The villager's behavior is wrong. Only the villager himself knows his needs best - in other words: only the downstream itself knows its performance load situation. If downstream can't handle it, it means downstream requested too much data at once when requesting items.
This erroneous request reflected to upstream naturally means pushing data frantically to downstream, but this rate must have an upper limit. It can't squeeze other downstream data streams' rates.
In this scenario, even if problems occur, upstream won't crash. If downstream hasn't configured backpressure strategy, like: .onBackpressureDrop(dropped -> System.out.println("Dropped: " + dropped))
Then downstream errors or crashes are normal, because downstream service is already making chaotic data requests, but upstream can't perceive this. Even with WebFlux, upstream can't know downstream's internal backlog. So what upstream should do is protect itself from being overwhelmed by downstream's chaotic requests.
Upstream's Real Responsibilities
Upstream's responsibilities are simple:
- Stable output: Ensure your service can stably and healthily output data streams.
- Self-protection: Once downstream makes unreasonable requests (like requesting 10,000 items at once), upstream can choose to drop, rate-limit, or only keep the latest data, but will never sacrifice its own stability to accommodate downstream's needs.
- Protocol contract: Reactive Streams already specifies the request(n) mechanism, which is the natural existence of backpressure - no need to create an additional gRPC interface for artificial control.
So, backpressure control isn't explicitly implemented by upstream, but naturally manifests when downstream consumes.
What Downstream Should Do
Downstream is the party that knows its own capabilities best. What it needs to do is:
- Request reasonably
- Don't request excessive data all at once. BaseSubscriber can pull one by one or in batches:
Flux.range(1, 1000)
.subscribe(new BaseSubscriber<Integer>() {
@Override
protected void hookOnSubscribe(Subscription subscription) {
request(10); // Request 10 each time
}
@Override
protected void hookOnNext(Integer value) {
process(value);
request(1); // Consume one, pull one
}
});
- Choose appropriate strategies
- If worried about memory overflow, use
.onBackpressureDrop() - If business only cares about latest data, use
.onBackpressureLatest() - If can tolerate caching, use
.onBackpressureBuffer(1000)
- Rate limiting and protection
- Downstream can add rate limiters at the entry (like RateLimiter or Resilience4j) to prevent self-destruction under high concurrency.
Why We Don't Need "Additional Backpressure Control"
Summary:
- Backpressure naturally exists: The Reactive Streams protocol already has request(n), no need to reinvent the wheel.
- Complexity issues: If consumer still needs to make additional gRPC calls to tell producer "slow down", this actually increases network interaction and state synchronization complexity, prone to bugs.
- Separation of responsibilities:
- Upstream → Stable output, protect itself.
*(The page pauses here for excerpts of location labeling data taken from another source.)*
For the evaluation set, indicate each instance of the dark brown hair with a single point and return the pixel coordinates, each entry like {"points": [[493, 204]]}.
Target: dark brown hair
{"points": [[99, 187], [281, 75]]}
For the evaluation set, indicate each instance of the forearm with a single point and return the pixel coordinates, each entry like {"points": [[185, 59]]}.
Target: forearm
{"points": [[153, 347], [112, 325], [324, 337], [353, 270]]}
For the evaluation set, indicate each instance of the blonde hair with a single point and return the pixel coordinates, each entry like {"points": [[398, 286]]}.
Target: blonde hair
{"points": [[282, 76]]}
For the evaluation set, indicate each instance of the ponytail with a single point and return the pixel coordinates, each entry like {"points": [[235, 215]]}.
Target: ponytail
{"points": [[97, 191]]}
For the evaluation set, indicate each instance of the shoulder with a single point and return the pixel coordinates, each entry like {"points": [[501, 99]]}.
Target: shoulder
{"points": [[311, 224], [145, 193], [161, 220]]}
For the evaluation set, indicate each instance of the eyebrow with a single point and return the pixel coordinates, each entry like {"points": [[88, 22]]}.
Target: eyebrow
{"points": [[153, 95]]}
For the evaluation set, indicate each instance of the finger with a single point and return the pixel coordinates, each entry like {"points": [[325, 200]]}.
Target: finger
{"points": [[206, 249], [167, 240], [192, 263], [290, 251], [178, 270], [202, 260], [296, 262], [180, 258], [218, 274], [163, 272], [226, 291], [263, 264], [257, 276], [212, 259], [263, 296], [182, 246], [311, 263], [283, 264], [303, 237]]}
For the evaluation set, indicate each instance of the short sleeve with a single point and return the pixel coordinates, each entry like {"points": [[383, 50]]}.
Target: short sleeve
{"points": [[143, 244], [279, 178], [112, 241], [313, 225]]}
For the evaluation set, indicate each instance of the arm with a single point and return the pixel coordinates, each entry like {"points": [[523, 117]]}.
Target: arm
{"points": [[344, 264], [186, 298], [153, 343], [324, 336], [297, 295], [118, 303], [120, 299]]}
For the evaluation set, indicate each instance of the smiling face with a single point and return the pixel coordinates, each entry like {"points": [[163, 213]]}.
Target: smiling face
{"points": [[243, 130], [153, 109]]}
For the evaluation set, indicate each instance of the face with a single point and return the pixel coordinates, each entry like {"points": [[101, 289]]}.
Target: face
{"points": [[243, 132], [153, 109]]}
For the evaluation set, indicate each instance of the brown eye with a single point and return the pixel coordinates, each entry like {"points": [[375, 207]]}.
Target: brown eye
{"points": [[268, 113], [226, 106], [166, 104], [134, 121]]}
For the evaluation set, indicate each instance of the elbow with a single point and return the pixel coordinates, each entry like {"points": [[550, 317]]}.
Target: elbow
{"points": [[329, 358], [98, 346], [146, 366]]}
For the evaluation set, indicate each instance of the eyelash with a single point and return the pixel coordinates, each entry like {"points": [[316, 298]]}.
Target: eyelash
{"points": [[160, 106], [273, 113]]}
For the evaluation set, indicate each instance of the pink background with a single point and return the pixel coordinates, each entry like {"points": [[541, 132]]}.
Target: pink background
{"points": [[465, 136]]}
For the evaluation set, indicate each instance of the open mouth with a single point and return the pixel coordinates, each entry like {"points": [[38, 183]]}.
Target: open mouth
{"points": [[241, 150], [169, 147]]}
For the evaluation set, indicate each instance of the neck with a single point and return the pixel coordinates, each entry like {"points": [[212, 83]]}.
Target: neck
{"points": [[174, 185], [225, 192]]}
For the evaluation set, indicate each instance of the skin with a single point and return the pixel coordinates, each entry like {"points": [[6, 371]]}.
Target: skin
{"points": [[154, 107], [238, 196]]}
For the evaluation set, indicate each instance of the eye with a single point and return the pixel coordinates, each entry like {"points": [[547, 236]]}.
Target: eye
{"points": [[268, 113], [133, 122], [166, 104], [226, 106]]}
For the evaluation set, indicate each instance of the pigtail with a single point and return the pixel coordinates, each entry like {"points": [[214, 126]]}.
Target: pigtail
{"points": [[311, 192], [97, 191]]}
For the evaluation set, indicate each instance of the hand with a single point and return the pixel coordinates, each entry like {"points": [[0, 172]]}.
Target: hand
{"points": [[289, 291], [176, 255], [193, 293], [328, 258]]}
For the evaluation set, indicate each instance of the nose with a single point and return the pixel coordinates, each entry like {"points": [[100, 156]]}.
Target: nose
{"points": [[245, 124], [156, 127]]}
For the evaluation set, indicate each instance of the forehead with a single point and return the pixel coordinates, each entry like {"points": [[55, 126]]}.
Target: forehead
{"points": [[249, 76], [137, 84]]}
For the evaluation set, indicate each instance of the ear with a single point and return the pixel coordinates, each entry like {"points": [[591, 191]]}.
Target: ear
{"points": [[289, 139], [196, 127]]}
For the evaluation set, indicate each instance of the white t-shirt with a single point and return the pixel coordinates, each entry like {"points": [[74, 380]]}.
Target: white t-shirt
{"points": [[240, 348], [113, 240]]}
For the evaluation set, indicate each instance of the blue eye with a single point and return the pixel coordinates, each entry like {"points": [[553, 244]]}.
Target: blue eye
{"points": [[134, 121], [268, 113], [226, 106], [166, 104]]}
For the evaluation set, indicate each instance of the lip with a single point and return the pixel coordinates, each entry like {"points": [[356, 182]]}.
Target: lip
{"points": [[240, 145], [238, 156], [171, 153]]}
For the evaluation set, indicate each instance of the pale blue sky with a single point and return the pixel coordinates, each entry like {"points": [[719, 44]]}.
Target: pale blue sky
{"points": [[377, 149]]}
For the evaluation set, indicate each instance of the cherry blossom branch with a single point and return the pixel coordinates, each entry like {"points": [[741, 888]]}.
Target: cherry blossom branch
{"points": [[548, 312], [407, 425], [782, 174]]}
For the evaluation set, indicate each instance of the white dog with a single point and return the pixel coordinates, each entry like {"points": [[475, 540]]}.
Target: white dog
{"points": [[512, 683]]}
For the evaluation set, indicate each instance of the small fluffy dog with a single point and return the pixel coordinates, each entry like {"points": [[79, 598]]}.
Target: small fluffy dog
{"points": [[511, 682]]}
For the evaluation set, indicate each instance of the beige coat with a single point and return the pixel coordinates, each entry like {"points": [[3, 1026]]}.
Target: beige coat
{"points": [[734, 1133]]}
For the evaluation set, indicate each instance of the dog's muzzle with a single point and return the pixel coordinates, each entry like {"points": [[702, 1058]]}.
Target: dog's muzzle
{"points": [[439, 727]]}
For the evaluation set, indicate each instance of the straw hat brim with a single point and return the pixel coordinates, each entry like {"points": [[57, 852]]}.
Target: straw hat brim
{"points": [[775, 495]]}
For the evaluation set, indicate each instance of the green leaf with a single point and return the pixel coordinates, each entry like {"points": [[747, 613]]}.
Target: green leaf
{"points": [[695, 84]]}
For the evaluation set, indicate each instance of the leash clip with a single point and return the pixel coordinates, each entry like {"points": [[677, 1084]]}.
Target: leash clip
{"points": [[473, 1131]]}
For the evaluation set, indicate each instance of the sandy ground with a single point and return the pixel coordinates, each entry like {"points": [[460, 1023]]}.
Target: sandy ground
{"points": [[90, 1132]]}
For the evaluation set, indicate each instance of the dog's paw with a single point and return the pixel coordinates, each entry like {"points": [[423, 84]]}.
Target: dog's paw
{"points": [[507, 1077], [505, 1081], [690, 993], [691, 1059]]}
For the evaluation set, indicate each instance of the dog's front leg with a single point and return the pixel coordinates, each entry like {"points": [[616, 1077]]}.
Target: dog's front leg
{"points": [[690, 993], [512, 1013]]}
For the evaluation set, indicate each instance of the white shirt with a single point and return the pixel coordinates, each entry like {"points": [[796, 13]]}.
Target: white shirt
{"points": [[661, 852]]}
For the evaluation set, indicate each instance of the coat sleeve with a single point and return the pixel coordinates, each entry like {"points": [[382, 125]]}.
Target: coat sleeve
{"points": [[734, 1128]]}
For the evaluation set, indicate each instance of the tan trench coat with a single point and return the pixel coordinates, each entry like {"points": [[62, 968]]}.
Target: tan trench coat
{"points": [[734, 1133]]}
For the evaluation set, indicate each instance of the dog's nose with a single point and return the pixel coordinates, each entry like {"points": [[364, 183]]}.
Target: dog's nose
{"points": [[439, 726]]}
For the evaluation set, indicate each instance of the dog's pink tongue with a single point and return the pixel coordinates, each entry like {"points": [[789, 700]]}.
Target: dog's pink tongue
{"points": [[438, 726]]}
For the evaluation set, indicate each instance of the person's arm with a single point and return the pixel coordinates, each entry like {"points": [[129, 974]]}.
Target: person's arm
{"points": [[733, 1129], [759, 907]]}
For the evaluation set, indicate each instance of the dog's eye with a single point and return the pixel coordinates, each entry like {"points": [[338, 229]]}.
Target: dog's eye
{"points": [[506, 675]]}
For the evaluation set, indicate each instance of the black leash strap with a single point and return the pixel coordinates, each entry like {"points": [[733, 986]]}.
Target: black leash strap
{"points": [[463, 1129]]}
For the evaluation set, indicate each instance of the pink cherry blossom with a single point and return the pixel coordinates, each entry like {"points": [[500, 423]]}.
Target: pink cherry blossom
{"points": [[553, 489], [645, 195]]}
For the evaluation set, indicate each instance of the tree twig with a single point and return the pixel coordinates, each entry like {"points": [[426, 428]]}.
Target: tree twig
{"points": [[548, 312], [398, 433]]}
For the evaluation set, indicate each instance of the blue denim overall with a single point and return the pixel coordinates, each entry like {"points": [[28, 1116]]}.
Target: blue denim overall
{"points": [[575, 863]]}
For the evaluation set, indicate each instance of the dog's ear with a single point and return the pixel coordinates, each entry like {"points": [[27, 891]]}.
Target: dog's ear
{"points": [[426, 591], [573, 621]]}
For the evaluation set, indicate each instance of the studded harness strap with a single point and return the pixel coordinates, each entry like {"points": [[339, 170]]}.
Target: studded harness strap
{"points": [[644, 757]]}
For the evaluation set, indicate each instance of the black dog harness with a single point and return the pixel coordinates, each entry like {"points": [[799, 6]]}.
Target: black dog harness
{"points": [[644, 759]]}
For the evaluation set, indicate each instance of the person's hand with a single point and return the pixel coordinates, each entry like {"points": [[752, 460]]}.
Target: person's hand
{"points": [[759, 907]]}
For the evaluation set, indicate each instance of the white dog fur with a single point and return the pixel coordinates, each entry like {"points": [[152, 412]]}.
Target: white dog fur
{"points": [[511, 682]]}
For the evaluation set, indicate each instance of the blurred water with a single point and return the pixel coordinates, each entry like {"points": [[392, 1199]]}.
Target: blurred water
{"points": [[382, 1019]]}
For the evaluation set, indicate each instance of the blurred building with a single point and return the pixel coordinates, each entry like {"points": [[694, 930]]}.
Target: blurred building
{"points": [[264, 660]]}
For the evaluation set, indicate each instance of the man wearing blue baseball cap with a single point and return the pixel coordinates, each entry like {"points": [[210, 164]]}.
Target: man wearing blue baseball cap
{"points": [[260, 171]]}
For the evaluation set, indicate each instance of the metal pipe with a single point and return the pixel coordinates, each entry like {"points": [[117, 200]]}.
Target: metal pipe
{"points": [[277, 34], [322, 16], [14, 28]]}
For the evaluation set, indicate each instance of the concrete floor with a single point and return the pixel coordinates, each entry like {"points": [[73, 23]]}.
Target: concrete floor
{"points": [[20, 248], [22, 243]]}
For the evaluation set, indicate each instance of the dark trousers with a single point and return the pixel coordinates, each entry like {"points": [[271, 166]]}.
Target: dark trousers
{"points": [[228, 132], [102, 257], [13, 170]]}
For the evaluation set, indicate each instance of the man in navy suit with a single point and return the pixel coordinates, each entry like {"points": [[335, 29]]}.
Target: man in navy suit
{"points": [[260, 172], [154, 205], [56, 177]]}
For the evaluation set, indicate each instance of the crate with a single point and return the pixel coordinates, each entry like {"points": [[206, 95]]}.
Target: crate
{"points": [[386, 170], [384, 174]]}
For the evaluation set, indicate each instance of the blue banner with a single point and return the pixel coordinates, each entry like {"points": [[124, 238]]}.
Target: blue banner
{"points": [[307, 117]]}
- Downstream → Request reasonably, protect itself.
- Robustness: Under this model, even if downstream crashes, upstream can continue running healthily; conversely, if upstream changes logic to accommodate downstream, it might be dragged down by downstream.
Final Thoughts
So when we discuss "do we need backpressure control", the answer is:
👉 We already have backpressure, no need to artificially create another controller. What's really needed is how downstream self-constrains and reasonably utilizes the natural backpressure mechanism provided by Reactive Streams.
In other words:
- Backpressure is a natural product at the protocol level, not management logic at the application level.
- We don't need to artificially add a "production rate interface", otherwise it only brings complexity without substantial benefits.